Any objections to standardising on JS-style?
I prefer JS-style too. Would standardising on it mean we need to work around those cases it doesn't support, or does standardising mean avoiding those cases altogether? I'm pretty happy either way.
The other question is whether we enforce the shorthand style:
{foo:, abc:}
rather than
{foo: foo, abc: abc}
I would hope (but haven't researched) that rubocop is smart enough to recognise when we have to use rocket syntax because of the key type.
As for shorthand - I didn't even know that was possible! I think I would lean towards full declarations, i.e. no shorthand.

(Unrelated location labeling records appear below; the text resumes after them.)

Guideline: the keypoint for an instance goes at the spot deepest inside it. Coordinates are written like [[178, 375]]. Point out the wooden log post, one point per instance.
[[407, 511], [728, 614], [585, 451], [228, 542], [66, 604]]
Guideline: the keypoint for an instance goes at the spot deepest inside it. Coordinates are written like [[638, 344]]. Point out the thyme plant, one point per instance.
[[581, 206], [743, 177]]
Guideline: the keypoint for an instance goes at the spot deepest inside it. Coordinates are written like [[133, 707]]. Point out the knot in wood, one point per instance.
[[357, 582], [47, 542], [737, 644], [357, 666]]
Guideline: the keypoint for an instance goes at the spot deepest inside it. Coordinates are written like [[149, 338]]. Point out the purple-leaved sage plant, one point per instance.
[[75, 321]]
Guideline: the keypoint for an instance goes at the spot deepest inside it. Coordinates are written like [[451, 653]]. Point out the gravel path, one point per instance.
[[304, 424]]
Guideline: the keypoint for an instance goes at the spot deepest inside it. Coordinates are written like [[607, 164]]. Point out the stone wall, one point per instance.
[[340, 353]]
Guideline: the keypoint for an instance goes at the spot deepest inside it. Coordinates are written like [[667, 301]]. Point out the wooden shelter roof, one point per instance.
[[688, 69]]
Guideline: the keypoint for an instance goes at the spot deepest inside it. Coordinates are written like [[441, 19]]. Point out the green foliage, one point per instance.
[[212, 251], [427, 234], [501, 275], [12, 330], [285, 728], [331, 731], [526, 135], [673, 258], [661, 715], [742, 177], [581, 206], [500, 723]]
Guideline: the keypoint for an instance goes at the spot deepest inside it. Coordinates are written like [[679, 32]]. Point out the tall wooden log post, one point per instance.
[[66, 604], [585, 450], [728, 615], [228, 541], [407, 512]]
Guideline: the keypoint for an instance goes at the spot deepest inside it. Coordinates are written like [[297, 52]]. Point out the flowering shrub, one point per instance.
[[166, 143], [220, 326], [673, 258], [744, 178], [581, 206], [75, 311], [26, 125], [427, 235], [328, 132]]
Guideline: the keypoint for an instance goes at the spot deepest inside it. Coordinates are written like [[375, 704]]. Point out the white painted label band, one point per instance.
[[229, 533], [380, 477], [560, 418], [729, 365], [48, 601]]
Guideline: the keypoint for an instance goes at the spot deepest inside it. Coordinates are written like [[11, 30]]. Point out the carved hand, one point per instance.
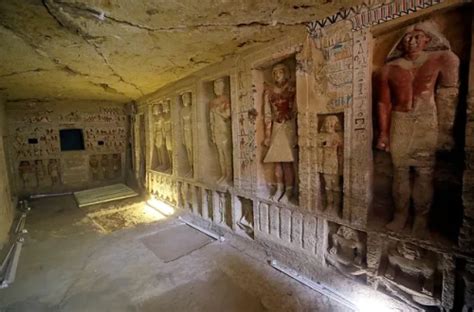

I would hope (but haven't researched) that rubocop is smart enough to recognise when we have to use rocket syntax because of the key type.
Yes (just looked it up), we can specify either the default
EnforcedStyle: ruby19
or
EnforcedStyle: ruby19_no_mixed_keys
The first enforces JS-style everywhere except for keys that need rockets, and the second enforces JS-style when no rockets are needed, but all rockets when at least one is needed (so it's either no rockets or all rockets).
So either way we can still use rockets when needed.
As for shorthand - I didn't even know that was possible! I think I would lean towards full declarations, i.e. no shorthand.
For that we could specify
EnforcedShorthandSyntax: never
This will complain about any use of the shorthand.
ruby19_no_mixed_keys makes the most sense to me given that we all seem to agree that the ruby19 syntax is preferable. No mixed keys seems like a no-brainer here as being consistent is almost always the best play (and it's definitely not one of the rare cases it's not).